Since 2007, there has been nearly no change in the number of children left out of school each year. Data recently released by UNESCO suggest that in 2012, 58 million primary-age children were out of school, an increase of 1 million since 2010!
So what can be done to get these 58 million children into school? To answer this question, we must first gain a clear understanding of the barriers restricting children from participating in primary education. There are essentially two drivers of the current underenrollment problem:
- Inadequate supply of education services
- Low demand for education services
Increasing access to school requires policies and programs accurately targeted to address both the supply-side and demand-side barriers to schooling.
Government supply is critical but insufficient to meet global demand for education services
In most countries, governments are the major supplier of basic education services. As such, it stands to reason that most discussions of the out-of-school population focus on increasing the supply of government education services. However, much too often, government expansion is discussed as the only option for raising the supply of education.
Consideration of the state supply of education services is critical, but insufficient.
Recent World Bank research from Kasoa, Ghana provides evidence that private providers respond quickly to increasing demand for education. Where internal migration in Kasoa has caused the population to rapidly increase, the government has been slow to respond with an adequate supply of school services (Figure 1).
Figure 1. Ratio of the city’s population to the number of public schools, Kasoa, Ghana
In total, there are only 7 public schools in this city, whose estimated population is over 100,000. As a result, the private sector has expanded rapidly to meet the growing demand in the market (Figure 2).
Figure 2. Growth of non-government education providers (primary and secondary), Kasoa, Ghana
As we work towards the goal of seeing every child gain access to a high-quality basic education, particularly amidst a global decline in the amount of resources available for education, we need to recognize and leverage the contributions that private providers can offer to education. In many countries, the private sector is already helping, and will continue to help, overcome a number of obstacles currently restricting the education sector’s potentially robust contributions to reaching shared prosperity and poverty reduction.
To increase demand for education services, we must actively target specific demand-side barriers
Increasing access to schooling involves much more than simply building new schools, buying more textbooks, and training more teachers.

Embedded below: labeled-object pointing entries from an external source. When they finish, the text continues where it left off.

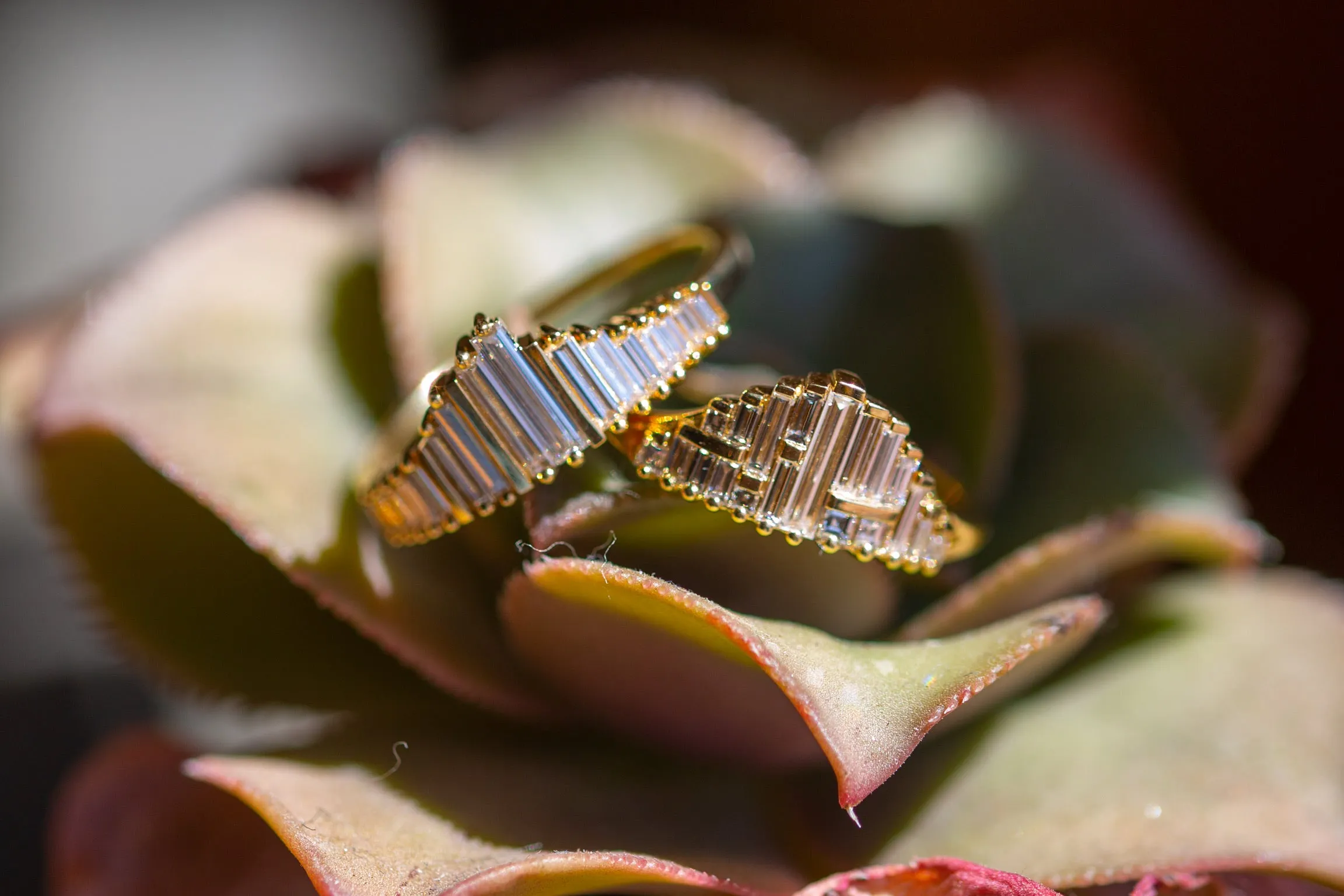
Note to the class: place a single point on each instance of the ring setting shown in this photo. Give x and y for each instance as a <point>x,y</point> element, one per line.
<point>815,459</point>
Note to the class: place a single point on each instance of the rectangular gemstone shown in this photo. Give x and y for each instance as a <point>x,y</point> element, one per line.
<point>872,533</point>
<point>746,414</point>
<point>682,334</point>
<point>616,371</point>
<point>905,531</point>
<point>835,422</point>
<point>648,371</point>
<point>904,473</point>
<point>460,507</point>
<point>417,515</point>
<point>461,449</point>
<point>768,436</point>
<point>516,405</point>
<point>436,504</point>
<point>679,460</point>
<point>839,524</point>
<point>780,495</point>
<point>585,384</point>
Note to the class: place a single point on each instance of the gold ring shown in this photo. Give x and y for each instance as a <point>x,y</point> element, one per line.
<point>814,459</point>
<point>509,411</point>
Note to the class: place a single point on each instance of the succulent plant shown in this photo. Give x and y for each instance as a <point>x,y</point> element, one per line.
<point>607,688</point>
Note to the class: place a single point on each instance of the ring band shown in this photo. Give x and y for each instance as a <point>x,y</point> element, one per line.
<point>815,459</point>
<point>509,411</point>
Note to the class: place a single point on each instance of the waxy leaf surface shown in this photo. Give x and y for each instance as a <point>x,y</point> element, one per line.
<point>568,789</point>
<point>1210,741</point>
<point>356,836</point>
<point>1102,429</point>
<point>214,365</point>
<point>1076,558</point>
<point>484,223</point>
<point>1076,240</point>
<point>127,822</point>
<point>648,657</point>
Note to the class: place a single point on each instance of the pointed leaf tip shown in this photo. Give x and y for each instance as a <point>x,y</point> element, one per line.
<point>666,664</point>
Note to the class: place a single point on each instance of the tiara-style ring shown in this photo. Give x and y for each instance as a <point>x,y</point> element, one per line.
<point>814,459</point>
<point>509,411</point>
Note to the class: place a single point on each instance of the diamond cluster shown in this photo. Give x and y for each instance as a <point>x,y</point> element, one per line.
<point>512,410</point>
<point>814,459</point>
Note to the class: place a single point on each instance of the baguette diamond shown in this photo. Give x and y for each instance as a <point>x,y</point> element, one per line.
<point>816,460</point>
<point>512,410</point>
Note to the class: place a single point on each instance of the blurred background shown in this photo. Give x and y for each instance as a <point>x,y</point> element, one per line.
<point>121,117</point>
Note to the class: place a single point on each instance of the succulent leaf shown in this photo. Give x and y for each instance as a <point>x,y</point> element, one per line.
<point>1102,429</point>
<point>1209,743</point>
<point>1077,556</point>
<point>573,790</point>
<point>648,657</point>
<point>479,225</point>
<point>905,308</point>
<point>214,365</point>
<point>723,561</point>
<point>1074,240</point>
<point>354,835</point>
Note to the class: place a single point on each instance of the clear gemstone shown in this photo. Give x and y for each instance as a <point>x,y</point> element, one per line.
<point>648,371</point>
<point>590,391</point>
<point>616,371</point>
<point>839,524</point>
<point>835,422</point>
<point>460,507</point>
<point>468,453</point>
<point>905,472</point>
<point>761,457</point>
<point>514,401</point>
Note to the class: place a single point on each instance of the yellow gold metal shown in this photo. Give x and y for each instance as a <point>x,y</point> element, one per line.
<point>815,459</point>
<point>506,413</point>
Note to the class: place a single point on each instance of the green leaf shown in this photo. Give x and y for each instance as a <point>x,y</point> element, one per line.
<point>723,562</point>
<point>1102,429</point>
<point>354,835</point>
<point>195,604</point>
<point>1210,742</point>
<point>213,363</point>
<point>127,821</point>
<point>483,223</point>
<point>572,790</point>
<point>1076,241</point>
<point>667,666</point>
<point>905,308</point>
<point>1078,556</point>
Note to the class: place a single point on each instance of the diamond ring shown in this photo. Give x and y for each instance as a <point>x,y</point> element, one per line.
<point>814,459</point>
<point>510,410</point>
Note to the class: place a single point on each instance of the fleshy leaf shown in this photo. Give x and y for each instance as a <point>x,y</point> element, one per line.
<point>1102,429</point>
<point>573,790</point>
<point>926,877</point>
<point>356,836</point>
<point>127,822</point>
<point>214,363</point>
<point>723,561</point>
<point>1076,558</point>
<point>905,308</point>
<point>1209,742</point>
<point>1074,241</point>
<point>480,223</point>
<point>648,657</point>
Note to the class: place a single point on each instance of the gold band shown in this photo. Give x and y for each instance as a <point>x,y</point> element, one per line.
<point>815,459</point>
<point>509,411</point>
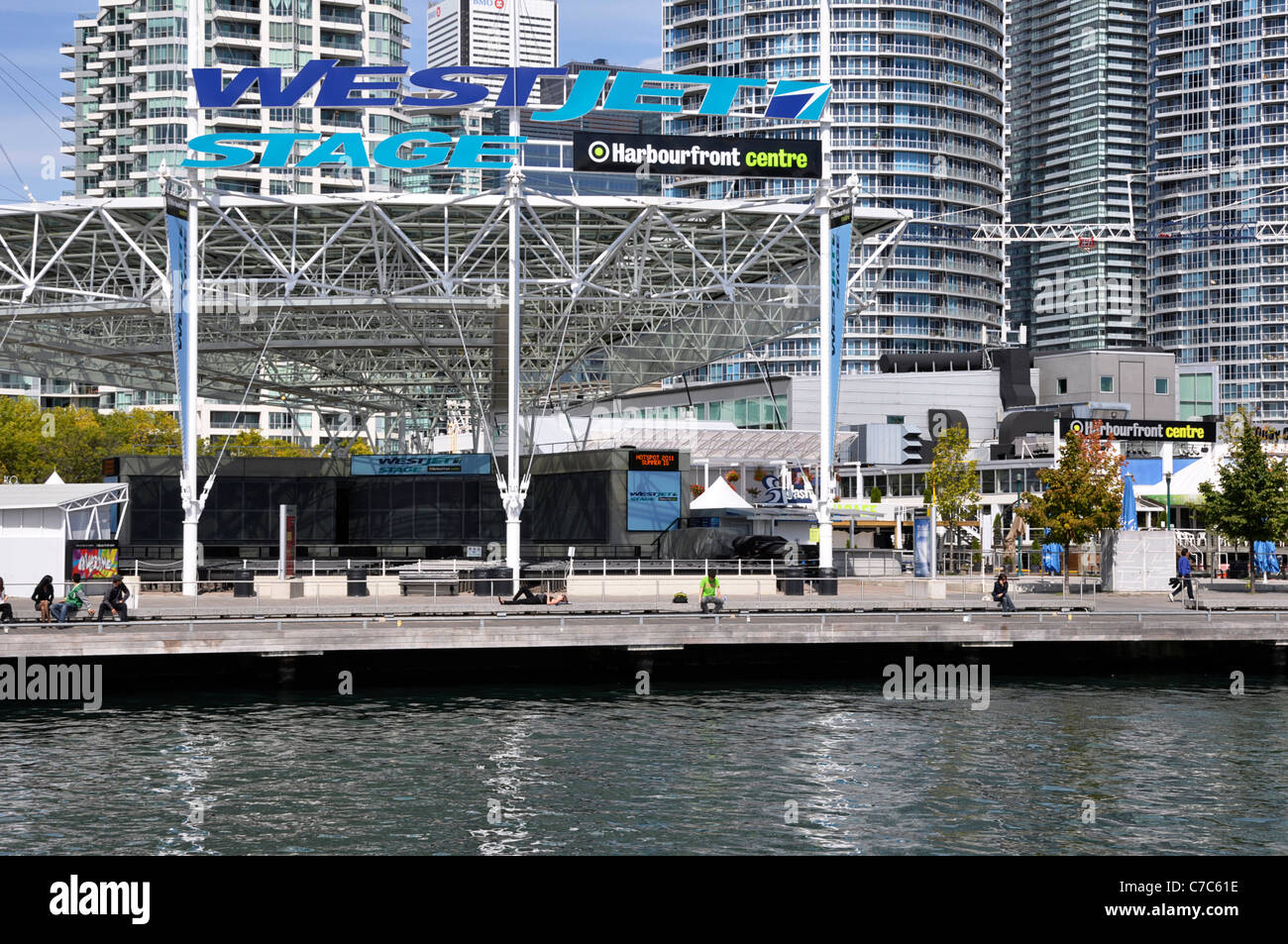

A large body of global evidence from impact evaluations of education programs shows that demand-side interventions are often necessary for increasing student participation in school. And the most effective programs have one thing in common: they target the specific demand-side barriers inhibiting universal school attendance. Such barriers can be wide-ranging, including issues such as:
- inadequate school quality
- direct (tuition) and indirect (uniforms, books, tutoring, meals) school costs
- opportunity costs
- cultural norms
- information asymmetries
- health, sanitation, and nutrition deficiencies
Randomized evaluations of conditional cash transfer (CCT) programs in more than 20 countries—including Mexico, Cambodia, Brazil, Kenya, and others—demonstrate considerable impact of even small income infusions on school participation levels. Providing extra income to households offers particularly strong school participation effects for the most financially-burdened families.
A secondary school fee elimination policy in South Africa had positive effects on student attendance, but only for those student populations whose attendance had been previously inhibited by school costs. Simply providing students with information on the returns to schooling in Madagascar and the Dominican Republic was enough to increase student participation in school. Providing students with free school uniforms in Kenya reduced student absenteeism by 85 percent.
The notion seems obvious; unfortunately, too much policymaking is founded on too little information about the drivers of underenrollment. If we are to find success in providing education services for the 58 million children currently out of school, we need to pay closer attention to the supply- and demand-side mechanisms at work.